Table of contents
Decision tree visualization method
Guide package
from sklearn.datasets import load_iris
from sklearn.tree import plot_tree
from sklearn import tree
from sklearn.tree import DecisionTreeClassifier
import matplotlib.pyplot as plt
import pandas as pd
import numpy as np
Decision tree visualization method
1. No need to install graphviz software package
In view of the fact that actual modeling applications are often xgb, lgb, etc., decision trees are more used for analysis, so decision tree modeling and visualization are packaged here for convenience and practicality
def DecisionTree_plot(x,y,feature_names=None,target_names=None,max_depth=3,min_samples_leaf=10):
clf = DecisionTreeClassifier(max_depth=max_depth,min_samples_leaf=min_samples_leaf).fit(x,y)

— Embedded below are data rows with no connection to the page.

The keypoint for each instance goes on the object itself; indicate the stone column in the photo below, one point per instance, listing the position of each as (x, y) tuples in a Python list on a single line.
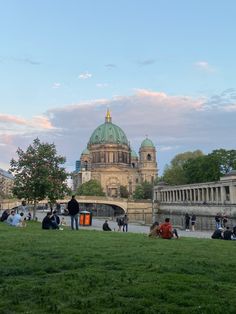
[(232, 194)]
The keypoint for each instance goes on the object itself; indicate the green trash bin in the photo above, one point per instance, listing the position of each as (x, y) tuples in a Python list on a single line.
[(85, 218)]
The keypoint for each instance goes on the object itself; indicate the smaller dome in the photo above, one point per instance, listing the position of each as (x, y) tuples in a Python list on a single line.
[(133, 154), (85, 152), (147, 143)]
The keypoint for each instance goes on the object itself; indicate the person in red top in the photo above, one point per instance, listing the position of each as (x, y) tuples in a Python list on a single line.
[(166, 230)]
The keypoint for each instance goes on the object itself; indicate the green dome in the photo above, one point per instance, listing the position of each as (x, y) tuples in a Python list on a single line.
[(147, 143), (133, 154), (108, 133), (85, 152)]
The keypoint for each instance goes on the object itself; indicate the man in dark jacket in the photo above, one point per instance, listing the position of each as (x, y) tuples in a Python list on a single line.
[(73, 209), (217, 234), (105, 226), (227, 235)]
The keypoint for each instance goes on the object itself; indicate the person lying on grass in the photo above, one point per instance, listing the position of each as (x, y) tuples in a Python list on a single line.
[(154, 230), (47, 222), (166, 230)]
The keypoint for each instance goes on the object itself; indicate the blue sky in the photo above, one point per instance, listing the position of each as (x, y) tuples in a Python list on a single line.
[(165, 68)]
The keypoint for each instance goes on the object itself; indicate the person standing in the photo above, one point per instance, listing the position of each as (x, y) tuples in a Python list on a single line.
[(227, 234), (166, 230), (218, 220), (193, 221), (55, 219), (73, 209)]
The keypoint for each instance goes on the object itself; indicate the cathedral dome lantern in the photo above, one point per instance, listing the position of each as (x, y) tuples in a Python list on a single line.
[(108, 133), (148, 163)]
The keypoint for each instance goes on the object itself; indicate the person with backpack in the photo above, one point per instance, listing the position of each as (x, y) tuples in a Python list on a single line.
[(73, 209)]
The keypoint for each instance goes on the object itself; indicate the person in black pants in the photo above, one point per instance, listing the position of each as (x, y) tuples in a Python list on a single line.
[(105, 226)]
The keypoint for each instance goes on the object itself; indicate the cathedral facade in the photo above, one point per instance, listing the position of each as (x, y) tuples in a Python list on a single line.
[(110, 160)]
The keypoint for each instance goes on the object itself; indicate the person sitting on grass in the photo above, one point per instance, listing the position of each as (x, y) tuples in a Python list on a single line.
[(105, 226), (18, 220), (47, 222), (234, 233), (218, 234), (166, 230), (154, 230), (5, 215), (55, 220)]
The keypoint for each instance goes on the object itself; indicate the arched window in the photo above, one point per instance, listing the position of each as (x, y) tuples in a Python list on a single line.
[(149, 157)]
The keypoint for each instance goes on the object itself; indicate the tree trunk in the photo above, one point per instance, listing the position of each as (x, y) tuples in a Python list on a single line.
[(34, 210)]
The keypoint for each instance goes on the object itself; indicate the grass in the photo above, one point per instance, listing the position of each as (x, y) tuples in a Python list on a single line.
[(50, 271)]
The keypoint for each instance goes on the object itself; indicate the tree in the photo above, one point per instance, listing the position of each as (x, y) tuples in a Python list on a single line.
[(210, 167), (226, 159), (202, 169), (175, 174), (124, 192), (91, 188), (38, 173)]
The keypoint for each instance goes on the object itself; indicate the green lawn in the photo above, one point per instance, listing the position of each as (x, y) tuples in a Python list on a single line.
[(52, 271)]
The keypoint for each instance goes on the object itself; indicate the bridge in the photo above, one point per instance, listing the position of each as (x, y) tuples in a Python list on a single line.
[(140, 210)]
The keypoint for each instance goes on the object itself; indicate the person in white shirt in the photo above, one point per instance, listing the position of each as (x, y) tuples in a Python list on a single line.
[(18, 220), (10, 217)]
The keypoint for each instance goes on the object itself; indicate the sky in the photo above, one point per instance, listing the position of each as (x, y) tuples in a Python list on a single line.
[(165, 68)]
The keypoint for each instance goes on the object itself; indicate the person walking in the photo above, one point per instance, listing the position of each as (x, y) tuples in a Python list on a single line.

plt.figure(dpi=100,figsize=(8,8))
plot_tree(clf, filled=True,rounded=True,feature_names=feature_names,
class_names=target_names)
plt.show()
iris = load_iris()
DecisionTree_plot(iris.data,iris.target,iris.feature_names,iris.target_names)
As you can see, the results visualized using native methods are still relatively crude.
2. Decision tree visualization method 2 requires the graphviz software package to be installed.
import graphviz
def DecisionTree_plot2(x,y,feature_names=None,target_names=None,max_depth=3,min_samples_leaf=10):
clf = DecisionTreeClassifier(max_depth=max_depth,min_samples_leaf=min_samples_leaf).fit(x,y)
dot_data = tree.export_graphviz(clf,
feature_names=iris.feature_names,
class_names=iris.target_names,
filled=True, rounded=True,
special_characters=True)
graph = graphviz.Source(dot_data)
return graph
DecisionTree_plot2(iris.data,iris.target,iris.feature_names,iris.target_names)
xgb, lgb modeling
import xgboost as xgb
import pandas as pd
import numpy as np
df=pd.read_excel('data.xlsx')
xgb_df = xgb.DMatrix(df.drop('y',axis=1), label =df.y)
lgb_df =lgb.Dataset(df.drop('y',axis=1), label =df.y)
param = {'max_depth':3, 'eta':0.2, 'min_child_weight':50}
xgb_model = xgb.train(param, dtrain)
lgb_model = lgb.train(param, dtrain)
xgbvisualization
where num_trees is the index of the subtree
xgb.to_graphviz(xgb_model, num_trees=0, rankdir='UT')
lgbvisualization
lgb.create_tree_digraph(model, tree_index=0,encoding='UTF-8')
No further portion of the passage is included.